Inspiration

My inspiration came from a frustration with the research community. As a developer, I’ve always admired the open-source world of Github and Huggingface, where code is freely shared. I assumed CS research would be the same. But again and again, I'd read an exciting paper just to discover there was no published code that I could build on or understand better. This "reproducibility crisis" means countless hours are wasted rebuilding existing work, slowing down innovation for everyone. I saw forums full of students and researchers hitting the same wall I was. I aimed to build Papers2Code to address this issue.

What it does

Papers2Code is a community-driven platform that identifies research papers that lack open-source code and facilitates the collaboration to implement them. It's a hub where volunteers can find papers that need implementing, form teams, organize their work, and share the resulting open-source code back with the world, making research more accessible, verifiable, and easier to build upon.

How we built it

For the hackathon, we built the core MVP (Minimum Viable Product) of the Papers2Code platform. This included:

  • An automated script to pull data from Arxiv and Github feeds, filtering for papers that lack code.
  • A searchable and filterable web interface to browse these "unimplemented" papers.
  • A user account system (using GitHub OAuth) for researchers and developers to sign up and organize their work.
  • A project system where a user can "claim" a paper, link a GitHub repository to track their progress, and track their progress of their implementation status.

Challenges we ran into

The biggest technical challenge was accurately identifying which papers truly lacked an official code implementation. Creating a script that would sift through Arxiv data, cross-reference with GitHub, and filter out paper aggregating github (like Awesome Lists of X) was difficult. Scoping this down to a functional system in just a few days was difficult, but we managed to build a core pipeline that successfully identifies and lists target papers, which is the essential first step for the platform to work.
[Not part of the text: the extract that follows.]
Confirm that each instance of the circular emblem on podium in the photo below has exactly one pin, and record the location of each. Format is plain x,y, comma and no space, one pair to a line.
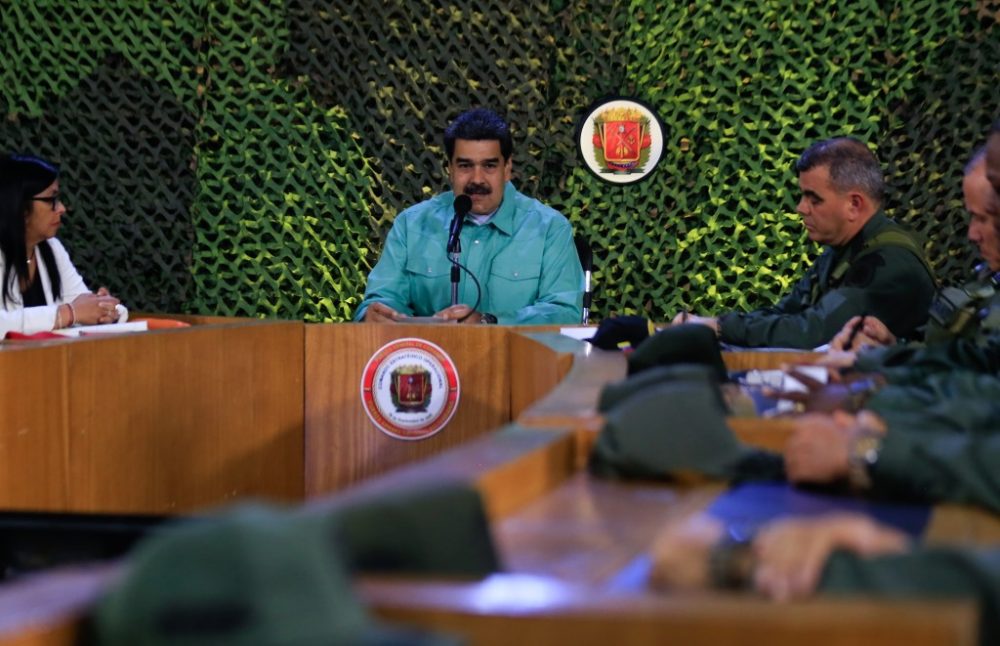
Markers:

Accomplishments that we're proud of

I’m proud of the way that users can directly create github repositories relevant to a paper from the website, saving time for them and also providing a template and guidelines that they can build upon from. This was a pretty interesting concept that I thought wouldn’t work at the start but it was still buildable.

What we learned

I was able to learn about how to connect to MongoDB and utilize various APIs such as GitHub and the arxiv api to incorporate proper scraping of data. I also learned how to better structure my projects to deal with the large codebase.

What's next for Papers2Code

This is just the beginning. I’m going to turn this hackathon project into a full-fledged, long-term platform by building a community, implementing as many papers as possible, and maximizing making research code open.